Wednesday, September 20, 2006
The Painter Chapel
This monument, erected in 1996, is in memory of The Painter Chapel. Located on Catawba Road in a curve, it recognizes the legacy of my ancestors, Jacob and Mary Painter.
They once owned a large portion of the Catawba Valley, including the area where Catawba Hospital is now. That was even before it was Red Sulphur Springs.
They owned the property in the early 1800s (it used to belong to the McAfee's, hence the famous "McAfee's Knob" on the Appalachian Trail) and at some point they donated the land where this monument stands so that a church could be built. "Painter's Congregation" met in a wooden structure for a number of years and the building was used by Lutheran, Presbyterian, Baptist and Methodists.
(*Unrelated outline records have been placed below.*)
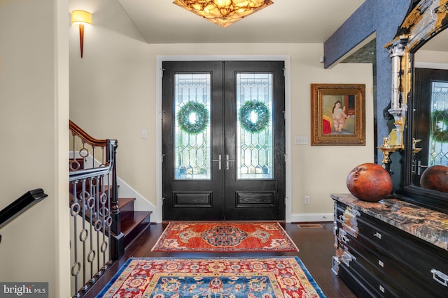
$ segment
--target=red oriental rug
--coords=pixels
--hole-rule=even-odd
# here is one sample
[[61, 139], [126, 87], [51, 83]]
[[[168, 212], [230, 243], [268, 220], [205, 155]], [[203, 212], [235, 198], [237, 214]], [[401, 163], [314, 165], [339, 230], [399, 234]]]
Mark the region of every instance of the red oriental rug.
[[131, 258], [97, 298], [323, 298], [297, 257]]
[[152, 251], [298, 251], [279, 223], [171, 222]]

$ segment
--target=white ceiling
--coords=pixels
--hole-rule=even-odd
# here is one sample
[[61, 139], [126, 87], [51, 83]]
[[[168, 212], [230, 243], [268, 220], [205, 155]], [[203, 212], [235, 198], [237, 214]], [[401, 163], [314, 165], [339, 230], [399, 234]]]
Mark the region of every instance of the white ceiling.
[[223, 28], [173, 0], [118, 0], [148, 43], [323, 43], [365, 0], [272, 0]]

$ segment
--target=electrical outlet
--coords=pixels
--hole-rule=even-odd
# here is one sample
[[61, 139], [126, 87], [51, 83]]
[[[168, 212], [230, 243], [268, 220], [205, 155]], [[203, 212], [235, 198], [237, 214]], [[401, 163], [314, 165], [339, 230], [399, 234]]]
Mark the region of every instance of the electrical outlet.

The legacy of my ancestor's donation continues to this day, although in another site, and as I understand it, in a divided congregation that now worships in two different churches.
Jacob Painter was a gunsmith and it is said that he passed this on to his son, John, who made guns for the confederacy. Through his wife, Mary, I am related to my husband (we are fifth cousins), with a set of sixth-great grandparents in common. We were unaware of that when we met. What goes around comes around, I guess.
Jacob died in 1834. He and his wife were among the first settlers in Catawba. His first house was a log home built into a side of a hill, and a second log house was built near the entrance to Catawba Hospital. It was razed in 1964, a year after I was born. Jacob was a prosperous farmer, with a grist mill and a sawmill.
He and Mary had 10 children. A number of their descendents still live in the area. The family went on to settle Botetourt and Roanoke Counties. Some of these descendents went on to be judges in the circuit court, superintendents of schools, and at least two are writers (including myself).
My biggest regret is that the hundreds of acres of property has been sold and divided and sold again, with a great share being sold to the cement plant up the road. How sad it is that such a great swath of wonderful land slipped into the grasp of such a corporation.